One project we’re working on in collaboration with Buncombe County, N.C., and the University of North Carolina at Asheville is the Steep Slope Mapper. Each party brings unique skills and resources to the table. Asheville’s mountainous topography and steep-slope development regulations sometimes make it challenging for property owners to determine which classification of slope regulations applies to them, so this upcoming GIS application will help.
Finally, as Mann starts thinking about future community GIS applications, such as three-dimensional visualization, he emphasizes that data quality needs to be at the front of the process.
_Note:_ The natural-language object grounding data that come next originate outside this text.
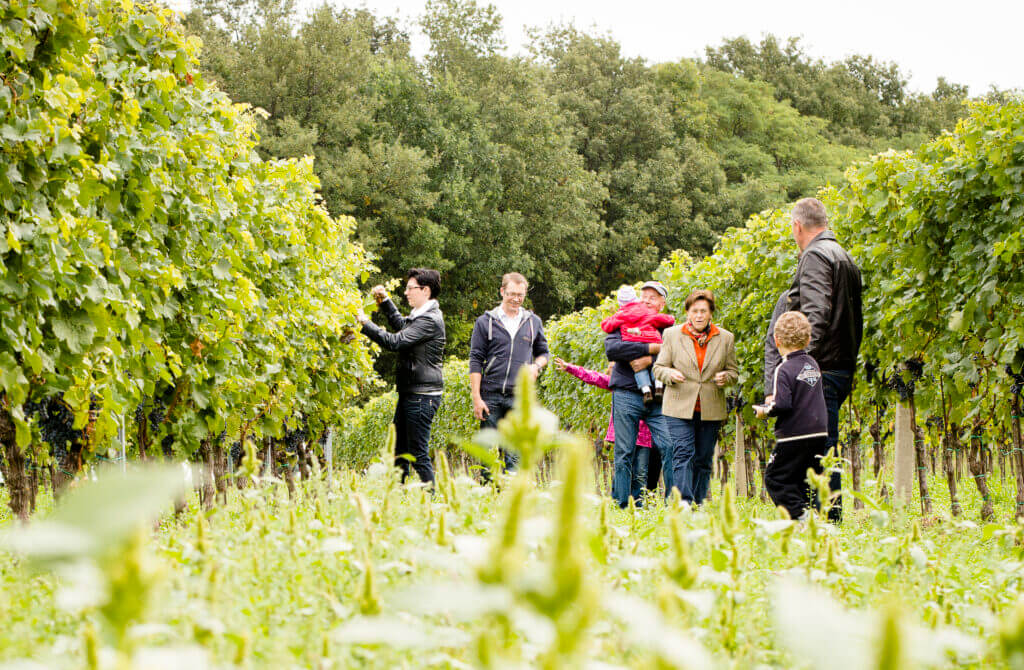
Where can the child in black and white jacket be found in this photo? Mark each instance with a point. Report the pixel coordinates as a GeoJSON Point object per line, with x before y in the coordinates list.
{"type": "Point", "coordinates": [798, 403]}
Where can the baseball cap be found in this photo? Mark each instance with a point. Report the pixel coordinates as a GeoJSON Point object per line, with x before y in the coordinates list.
{"type": "Point", "coordinates": [657, 286]}
{"type": "Point", "coordinates": [626, 294]}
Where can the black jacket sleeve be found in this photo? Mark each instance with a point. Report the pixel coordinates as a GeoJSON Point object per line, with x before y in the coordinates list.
{"type": "Point", "coordinates": [415, 331]}
{"type": "Point", "coordinates": [394, 319]}
{"type": "Point", "coordinates": [772, 358]}
{"type": "Point", "coordinates": [813, 294]}
{"type": "Point", "coordinates": [478, 346]}
{"type": "Point", "coordinates": [781, 394]}
{"type": "Point", "coordinates": [619, 351]}
{"type": "Point", "coordinates": [540, 342]}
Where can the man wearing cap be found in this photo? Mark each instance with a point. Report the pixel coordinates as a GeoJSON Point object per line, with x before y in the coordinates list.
{"type": "Point", "coordinates": [628, 407]}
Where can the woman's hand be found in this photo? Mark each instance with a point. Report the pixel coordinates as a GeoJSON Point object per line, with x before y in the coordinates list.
{"type": "Point", "coordinates": [379, 293]}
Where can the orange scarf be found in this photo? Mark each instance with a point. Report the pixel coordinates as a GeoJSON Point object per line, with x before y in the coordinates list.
{"type": "Point", "coordinates": [700, 340]}
{"type": "Point", "coordinates": [699, 347]}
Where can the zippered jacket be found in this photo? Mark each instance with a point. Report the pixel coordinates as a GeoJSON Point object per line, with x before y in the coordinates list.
{"type": "Point", "coordinates": [798, 399]}
{"type": "Point", "coordinates": [497, 354]}
{"type": "Point", "coordinates": [420, 343]}
{"type": "Point", "coordinates": [826, 288]}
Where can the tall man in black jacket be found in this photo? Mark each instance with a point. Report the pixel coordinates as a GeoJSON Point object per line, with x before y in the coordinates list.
{"type": "Point", "coordinates": [420, 342]}
{"type": "Point", "coordinates": [826, 289]}
{"type": "Point", "coordinates": [504, 340]}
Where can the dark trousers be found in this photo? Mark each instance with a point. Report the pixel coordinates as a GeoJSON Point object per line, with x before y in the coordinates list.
{"type": "Point", "coordinates": [413, 417]}
{"type": "Point", "coordinates": [653, 469]}
{"type": "Point", "coordinates": [627, 410]}
{"type": "Point", "coordinates": [785, 475]}
{"type": "Point", "coordinates": [837, 385]}
{"type": "Point", "coordinates": [692, 452]}
{"type": "Point", "coordinates": [499, 405]}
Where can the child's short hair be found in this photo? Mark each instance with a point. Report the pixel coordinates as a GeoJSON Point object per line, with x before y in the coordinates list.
{"type": "Point", "coordinates": [793, 330]}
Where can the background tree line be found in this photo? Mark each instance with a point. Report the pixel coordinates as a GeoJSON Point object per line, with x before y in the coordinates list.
{"type": "Point", "coordinates": [573, 164]}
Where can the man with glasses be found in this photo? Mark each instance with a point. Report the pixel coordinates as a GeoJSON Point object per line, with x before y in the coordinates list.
{"type": "Point", "coordinates": [420, 342]}
{"type": "Point", "coordinates": [504, 339]}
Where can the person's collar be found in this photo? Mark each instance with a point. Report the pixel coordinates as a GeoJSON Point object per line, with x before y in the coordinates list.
{"type": "Point", "coordinates": [825, 234]}
{"type": "Point", "coordinates": [426, 306]}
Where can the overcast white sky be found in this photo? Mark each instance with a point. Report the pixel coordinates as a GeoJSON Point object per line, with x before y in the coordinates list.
{"type": "Point", "coordinates": [974, 42]}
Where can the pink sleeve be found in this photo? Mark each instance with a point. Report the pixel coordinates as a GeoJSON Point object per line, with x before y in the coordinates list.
{"type": "Point", "coordinates": [610, 324]}
{"type": "Point", "coordinates": [662, 321]}
{"type": "Point", "coordinates": [591, 377]}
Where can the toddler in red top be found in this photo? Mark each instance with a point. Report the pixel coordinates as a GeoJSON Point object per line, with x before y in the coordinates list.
{"type": "Point", "coordinates": [638, 323]}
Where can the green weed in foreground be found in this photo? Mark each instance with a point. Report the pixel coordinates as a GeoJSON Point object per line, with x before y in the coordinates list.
{"type": "Point", "coordinates": [528, 576]}
{"type": "Point", "coordinates": [363, 572]}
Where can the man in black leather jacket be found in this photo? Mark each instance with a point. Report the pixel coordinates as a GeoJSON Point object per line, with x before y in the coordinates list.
{"type": "Point", "coordinates": [420, 342]}
{"type": "Point", "coordinates": [826, 289]}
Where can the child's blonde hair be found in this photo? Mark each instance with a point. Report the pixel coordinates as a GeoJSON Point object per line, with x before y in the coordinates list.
{"type": "Point", "coordinates": [793, 330]}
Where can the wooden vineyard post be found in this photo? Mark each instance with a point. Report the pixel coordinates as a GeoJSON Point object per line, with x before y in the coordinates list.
{"type": "Point", "coordinates": [904, 457]}
{"type": "Point", "coordinates": [853, 455]}
{"type": "Point", "coordinates": [740, 460]}
{"type": "Point", "coordinates": [1017, 451]}
{"type": "Point", "coordinates": [922, 460]}
{"type": "Point", "coordinates": [951, 447]}
{"type": "Point", "coordinates": [879, 452]}
{"type": "Point", "coordinates": [977, 462]}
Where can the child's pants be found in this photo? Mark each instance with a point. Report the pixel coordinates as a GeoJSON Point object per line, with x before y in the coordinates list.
{"type": "Point", "coordinates": [785, 476]}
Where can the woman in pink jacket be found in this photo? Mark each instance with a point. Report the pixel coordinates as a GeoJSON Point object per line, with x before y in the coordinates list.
{"type": "Point", "coordinates": [647, 470]}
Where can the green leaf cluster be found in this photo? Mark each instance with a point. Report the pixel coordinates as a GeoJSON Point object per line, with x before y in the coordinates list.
{"type": "Point", "coordinates": [148, 249]}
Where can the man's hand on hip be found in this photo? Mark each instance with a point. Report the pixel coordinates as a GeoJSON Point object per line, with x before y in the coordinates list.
{"type": "Point", "coordinates": [480, 409]}
{"type": "Point", "coordinates": [641, 364]}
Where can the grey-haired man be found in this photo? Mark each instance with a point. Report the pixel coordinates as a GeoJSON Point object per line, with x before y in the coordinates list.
{"type": "Point", "coordinates": [628, 407]}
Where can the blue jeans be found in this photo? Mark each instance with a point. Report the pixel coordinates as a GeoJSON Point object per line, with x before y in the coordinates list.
{"type": "Point", "coordinates": [837, 386]}
{"type": "Point", "coordinates": [692, 451]}
{"type": "Point", "coordinates": [499, 405]}
{"type": "Point", "coordinates": [627, 411]}
{"type": "Point", "coordinates": [413, 417]}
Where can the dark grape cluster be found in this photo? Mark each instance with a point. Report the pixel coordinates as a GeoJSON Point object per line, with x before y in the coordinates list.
{"type": "Point", "coordinates": [293, 440]}
{"type": "Point", "coordinates": [736, 402]}
{"type": "Point", "coordinates": [157, 409]}
{"type": "Point", "coordinates": [1018, 378]}
{"type": "Point", "coordinates": [56, 424]}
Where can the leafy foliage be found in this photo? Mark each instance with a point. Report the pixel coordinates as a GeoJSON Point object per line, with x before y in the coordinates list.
{"type": "Point", "coordinates": [148, 247]}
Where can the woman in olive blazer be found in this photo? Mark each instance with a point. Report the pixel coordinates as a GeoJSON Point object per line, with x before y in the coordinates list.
{"type": "Point", "coordinates": [696, 363]}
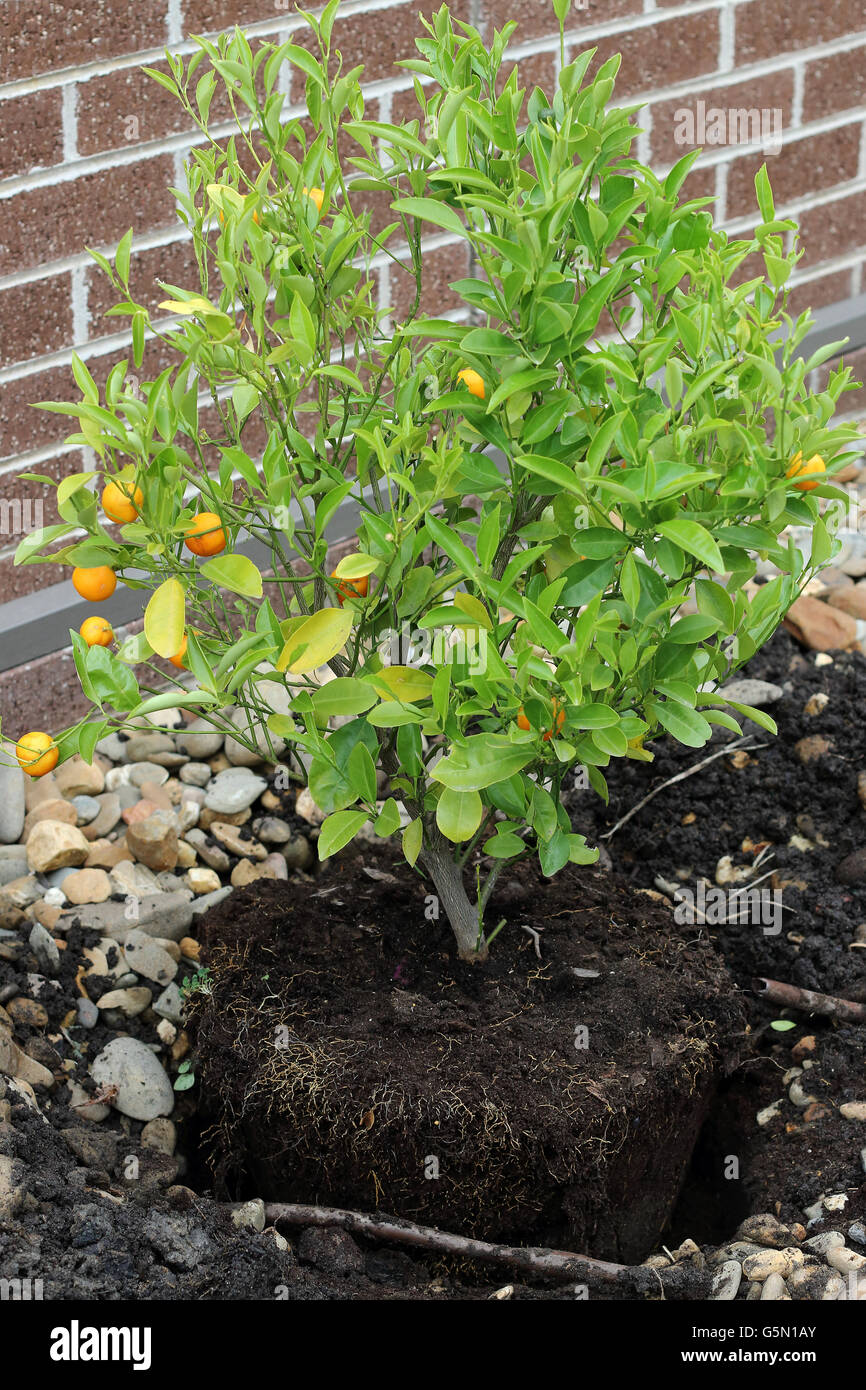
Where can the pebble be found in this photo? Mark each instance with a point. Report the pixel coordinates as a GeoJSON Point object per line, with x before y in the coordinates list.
{"type": "Point", "coordinates": [231, 838]}
{"type": "Point", "coordinates": [726, 1282]}
{"type": "Point", "coordinates": [11, 799]}
{"type": "Point", "coordinates": [88, 886]}
{"type": "Point", "coordinates": [45, 948]}
{"type": "Point", "coordinates": [154, 840]}
{"type": "Point", "coordinates": [148, 958]}
{"type": "Point", "coordinates": [234, 790]}
{"type": "Point", "coordinates": [143, 1090]}
{"type": "Point", "coordinates": [142, 773]}
{"type": "Point", "coordinates": [203, 880]}
{"type": "Point", "coordinates": [56, 845]}
{"type": "Point", "coordinates": [271, 830]}
{"type": "Point", "coordinates": [752, 692]}
{"type": "Point", "coordinates": [129, 1002]}
{"type": "Point", "coordinates": [79, 779]}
Data quality can be as simple as making sure that a streetlight doesn’t appear on top of a building or as complex as co- incident polygon geometries.
Bottom line: Just as you trust your data center to the biggest alpha geek in the bunch, it’s critical that you find geography and GIS staff — rather than IT people who do GIS on the side — who live and breathe congruent polygon edits and other geospatial concepts.
When contemplating partnerships with other agencies that stand to benefit from deployed GIS applications, recognize that governance is critical to ensure there are no surprises. If it’s important to your agency, put it in the agreement.
- Do your homework and collect information about what represents a successful application in the eyes of the community.
- Keep applications simple and focused.
- Put people and processes before programming.
- Secure executive-level buy-in.
- Partner with business units on needs assessment, planning, testing, feedback and publicity.
- Choose a widely supported, standards-based application development framework.
- Formalize partnerships before working with other agencies to spell out expectations.
- Entrust GIS to GIS and geography professionals rather than IT workers who dabble in GIS.